According to New York market research firm Impact Databank, 210.7 million cases of wine were shipped in the U.S. in 1997, up 4% from 202.5 million cases in ’96 and up nearly 11% from 190 million cases in ’95. As Tod Buckley, founder/president of Thornwood, NY-based catalog Wine & All That Jazz, says, “Wine has never been so popular in America.”
This popularity, combined with the economic boom-and the resulting increase in disposable income- prompted Buckley, a former senior vice president of marketing at Hawthorne, NY-based wine accessories catalog Wine Enthusiast, to launch his own catalog of wine-related gifts and accessories, Wine & All That Jazz, this past November.

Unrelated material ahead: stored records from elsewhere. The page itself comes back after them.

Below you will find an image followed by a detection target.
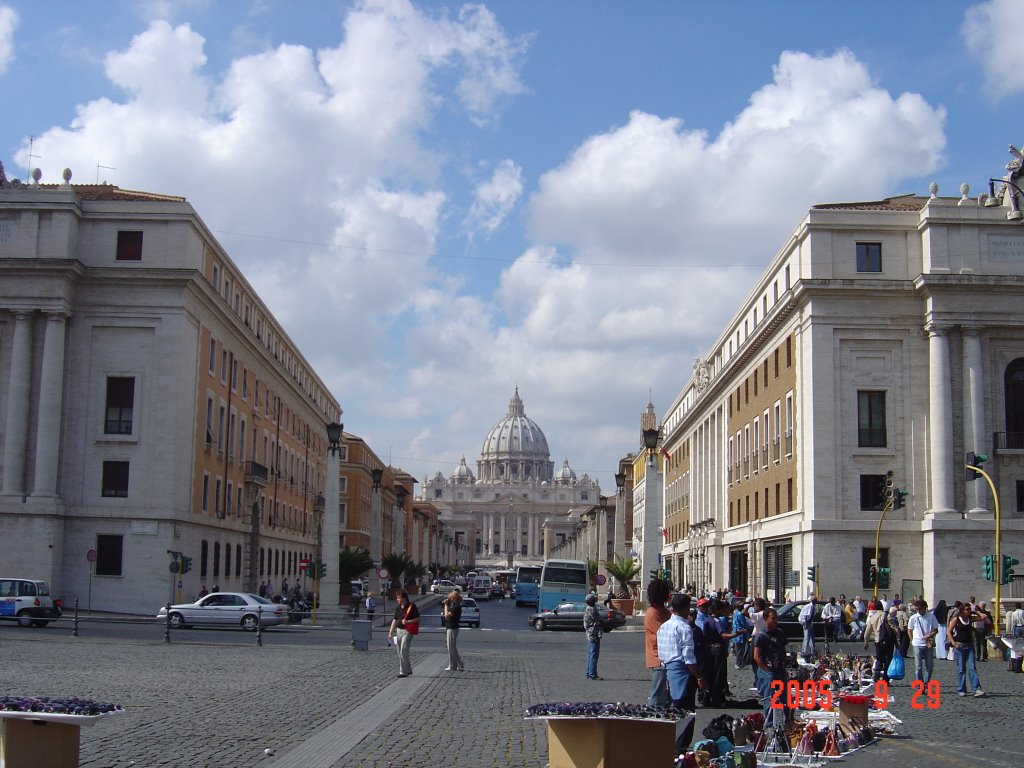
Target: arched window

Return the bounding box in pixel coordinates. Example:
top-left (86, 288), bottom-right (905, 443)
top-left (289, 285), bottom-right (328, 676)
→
top-left (1002, 357), bottom-right (1024, 449)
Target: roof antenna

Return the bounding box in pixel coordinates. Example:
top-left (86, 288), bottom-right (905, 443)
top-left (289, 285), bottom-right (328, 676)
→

Like Wine Enthusiast, Wine & All That Jazz does not sell wine. The 32-page catalog offers gifts such as corkscrews and wine racks, and big-ticket items such as elaborate cooling systems and custom-made wine cellars. Buckley says he is targeting both upscale wine collectors (45- to 65- year-old men with six-figure incomes) and gift-givers (30- to 50-year-old women with annual incomes of $50,000-$100,000). He culled the 500,000 names for the November mailing from rented lists and from space ads in Wine Spectator magazine and The New York Times. The average order so far is $300, Buckley says, and while he won’t divulge the response rate, the initial mailing was successful enough that he plans to increase book size, first to 40 pages, and then to 48 pages by the middle of the year.
A legal snag… But it’s not all wine and roses for Wine & All That Jazz. This past fall, Buckley’s former employer, Wine Enthusiast, sued the upstart catalog. Neither Buckley nor Adam Strum, chairman of Wine Enthusiast, would comment on the specifics of the lawsuit, however, or even indicate where the suit was filed.